Je suis assise au Else’s avec des amies et l’une d’elles est alertée par son téléphone qui vibre et lui annonce que Leonard Cohen est mort. Elle lit la notification morbide à voix haute et je reçois la nouvelle comme une claque en plein visage. Le majestueux Leonard, la voix rauque qui a bercé mon adolescence, le premier artiste de chez moi qui m’a tordu le cœur mille fois grâce à ses paroles plus fortes que des images, plus fortes que les émotions elles-mêmes, venait de rendre l’âme.
 
Et c’est la première fois de ma vie que j’ai compris que mon passé commençait à disparaître.
 
Car voyez-vous, Leonard et moi on se connaissait. Si peu. Je l’admets. J’ai eu le bonheur de lui servir son café durant cinq ans alors que je travaillais au Bagel etc. directement situé en face de chez lui sur le boulevard Saint-Laurent. Je l’ai croisé donc, à plusieurs reprises. J'ai eu l’immense honneur de lui servir son short espresso et son bagel cream cheese. Ai-je vraiment besoin de vous souligner qu’il était charmant, poli et merveilleusement attachant? J’imagine que non.
 
Après Leonard, il y eut le frère de mon amie. Ensuite, une artiste pluritalentueuse que j’admire… La mère d’une amie qui se bat contre le cancer… Mon autre ami atteint d’un cancer incurable, mais qui fait un gros fuck you à la maladie parce que comme il dit : I won’t go quietly… Et mon cher parrain il y a deux semaines.
 
Toutes ces personnes que j’aime. Tous mes ami.e.s qui traversent des périodes difficiles et qui continuent à vivre, à se pointer au boulot, même s’ils savent pertinemment qu’au bout de leur peine se cache un être proche qui utilise chaque minute de sa vie pour survivre au maudit cancer.
 
C’est ça vieillir?
 
C’est donc ça, commencer à enterrer ses héros, les gens qu’on a figé dans ses plus beaux souvenirs et qu’on caresse tranquillement quand leur rire remonte à la surface pendant qu’on s’émerveille devant un beau paysage? 
 
J’haïs la mort.

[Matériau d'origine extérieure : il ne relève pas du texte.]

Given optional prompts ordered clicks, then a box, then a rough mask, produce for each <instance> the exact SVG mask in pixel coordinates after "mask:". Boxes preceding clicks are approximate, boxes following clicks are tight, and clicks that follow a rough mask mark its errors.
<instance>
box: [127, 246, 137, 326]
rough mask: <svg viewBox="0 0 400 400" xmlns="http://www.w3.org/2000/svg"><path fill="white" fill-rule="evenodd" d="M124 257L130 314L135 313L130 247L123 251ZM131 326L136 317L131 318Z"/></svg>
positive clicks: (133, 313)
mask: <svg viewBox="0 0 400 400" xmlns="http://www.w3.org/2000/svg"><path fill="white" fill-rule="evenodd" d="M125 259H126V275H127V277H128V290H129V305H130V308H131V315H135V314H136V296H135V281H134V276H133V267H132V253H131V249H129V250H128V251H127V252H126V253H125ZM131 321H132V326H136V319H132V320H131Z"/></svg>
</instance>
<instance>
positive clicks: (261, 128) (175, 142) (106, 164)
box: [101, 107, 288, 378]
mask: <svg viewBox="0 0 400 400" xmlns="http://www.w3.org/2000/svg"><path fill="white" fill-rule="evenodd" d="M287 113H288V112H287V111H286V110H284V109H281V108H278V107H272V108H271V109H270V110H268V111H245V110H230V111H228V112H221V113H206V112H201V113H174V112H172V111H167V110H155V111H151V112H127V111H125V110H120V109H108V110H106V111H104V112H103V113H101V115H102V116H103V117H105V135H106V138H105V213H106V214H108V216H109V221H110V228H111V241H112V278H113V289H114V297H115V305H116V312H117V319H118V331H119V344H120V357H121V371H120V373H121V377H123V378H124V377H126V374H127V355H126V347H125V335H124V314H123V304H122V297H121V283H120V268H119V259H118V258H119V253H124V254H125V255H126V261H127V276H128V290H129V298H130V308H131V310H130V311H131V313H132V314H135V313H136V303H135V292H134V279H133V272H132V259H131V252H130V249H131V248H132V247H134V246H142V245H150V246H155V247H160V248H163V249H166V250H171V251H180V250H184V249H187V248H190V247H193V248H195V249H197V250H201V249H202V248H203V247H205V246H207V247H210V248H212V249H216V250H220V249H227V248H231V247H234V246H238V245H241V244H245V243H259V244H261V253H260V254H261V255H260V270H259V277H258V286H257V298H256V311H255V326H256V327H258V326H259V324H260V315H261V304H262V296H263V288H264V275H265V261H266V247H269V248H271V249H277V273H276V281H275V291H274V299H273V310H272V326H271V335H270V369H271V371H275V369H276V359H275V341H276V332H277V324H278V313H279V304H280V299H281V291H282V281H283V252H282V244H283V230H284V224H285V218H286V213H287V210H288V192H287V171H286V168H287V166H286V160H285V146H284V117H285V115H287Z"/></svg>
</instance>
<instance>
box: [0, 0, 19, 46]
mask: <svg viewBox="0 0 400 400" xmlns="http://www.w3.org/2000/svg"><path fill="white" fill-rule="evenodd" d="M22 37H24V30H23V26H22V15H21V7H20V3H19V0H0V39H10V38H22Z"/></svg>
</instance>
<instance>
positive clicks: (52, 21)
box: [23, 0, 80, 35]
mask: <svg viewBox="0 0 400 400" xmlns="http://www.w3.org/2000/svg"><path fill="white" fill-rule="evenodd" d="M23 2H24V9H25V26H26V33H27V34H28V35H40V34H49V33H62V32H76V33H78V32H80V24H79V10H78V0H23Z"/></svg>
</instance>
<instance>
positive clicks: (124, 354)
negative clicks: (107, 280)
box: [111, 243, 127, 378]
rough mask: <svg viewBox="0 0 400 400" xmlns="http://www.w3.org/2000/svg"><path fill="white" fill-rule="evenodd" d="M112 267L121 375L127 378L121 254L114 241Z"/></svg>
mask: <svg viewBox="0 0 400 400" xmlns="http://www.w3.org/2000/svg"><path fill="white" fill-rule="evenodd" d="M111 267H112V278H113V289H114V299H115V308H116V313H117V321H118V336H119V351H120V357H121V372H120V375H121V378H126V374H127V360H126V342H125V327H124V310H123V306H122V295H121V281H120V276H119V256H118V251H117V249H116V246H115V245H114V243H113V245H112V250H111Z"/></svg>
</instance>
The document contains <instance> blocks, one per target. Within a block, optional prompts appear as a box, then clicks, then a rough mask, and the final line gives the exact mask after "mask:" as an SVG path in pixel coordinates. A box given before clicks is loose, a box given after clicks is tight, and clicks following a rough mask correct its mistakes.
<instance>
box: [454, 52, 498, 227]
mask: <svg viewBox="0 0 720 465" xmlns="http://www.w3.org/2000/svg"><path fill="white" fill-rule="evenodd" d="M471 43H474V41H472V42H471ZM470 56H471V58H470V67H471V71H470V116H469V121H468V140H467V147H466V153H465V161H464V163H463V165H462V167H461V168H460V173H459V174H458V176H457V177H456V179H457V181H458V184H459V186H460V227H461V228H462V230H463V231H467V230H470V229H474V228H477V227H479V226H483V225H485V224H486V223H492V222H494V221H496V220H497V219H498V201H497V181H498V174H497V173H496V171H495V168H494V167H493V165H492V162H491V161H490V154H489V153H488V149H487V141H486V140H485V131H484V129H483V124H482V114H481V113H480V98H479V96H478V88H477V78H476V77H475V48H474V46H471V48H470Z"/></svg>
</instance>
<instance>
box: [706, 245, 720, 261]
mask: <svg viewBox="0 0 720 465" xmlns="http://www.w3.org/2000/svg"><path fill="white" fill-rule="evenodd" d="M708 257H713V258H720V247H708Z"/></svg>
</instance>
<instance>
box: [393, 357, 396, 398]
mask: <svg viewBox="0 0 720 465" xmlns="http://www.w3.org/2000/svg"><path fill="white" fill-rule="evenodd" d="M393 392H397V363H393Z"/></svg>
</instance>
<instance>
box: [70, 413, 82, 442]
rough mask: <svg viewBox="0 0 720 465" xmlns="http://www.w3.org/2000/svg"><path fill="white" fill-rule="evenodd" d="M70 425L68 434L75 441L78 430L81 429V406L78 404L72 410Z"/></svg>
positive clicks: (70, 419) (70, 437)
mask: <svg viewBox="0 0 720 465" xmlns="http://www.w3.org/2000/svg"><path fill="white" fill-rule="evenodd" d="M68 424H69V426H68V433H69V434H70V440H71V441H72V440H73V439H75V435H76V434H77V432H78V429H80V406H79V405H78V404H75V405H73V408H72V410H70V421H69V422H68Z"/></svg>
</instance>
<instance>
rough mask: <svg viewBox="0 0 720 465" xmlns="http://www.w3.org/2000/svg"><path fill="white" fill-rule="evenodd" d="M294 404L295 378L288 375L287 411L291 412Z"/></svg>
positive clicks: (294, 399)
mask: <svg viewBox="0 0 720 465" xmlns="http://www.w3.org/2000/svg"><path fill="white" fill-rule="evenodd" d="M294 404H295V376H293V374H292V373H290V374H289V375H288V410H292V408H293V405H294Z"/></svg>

J’haïs le cancer. J’haïs que la vie décide de commencer à me priver des gens que j’aime. 
 
Et malgré toute la puissance et l’énergie que je mettrais à vouloir combattre ce que je ressens et vouloir repousser à plus loin l’inévitable, je ne peux que continuer à avancer. Pour la première fois de ma vie, j’ai l’impression que le passé s’effrite derrière moi. J’espère seulement qu’il disparaît pour pouvoir fleurir le chemin qui s’ouvre devant mes enfants et tous les enfants du monde.
 
C’est dans l’ordre des choses, même si ça fait mal en chien.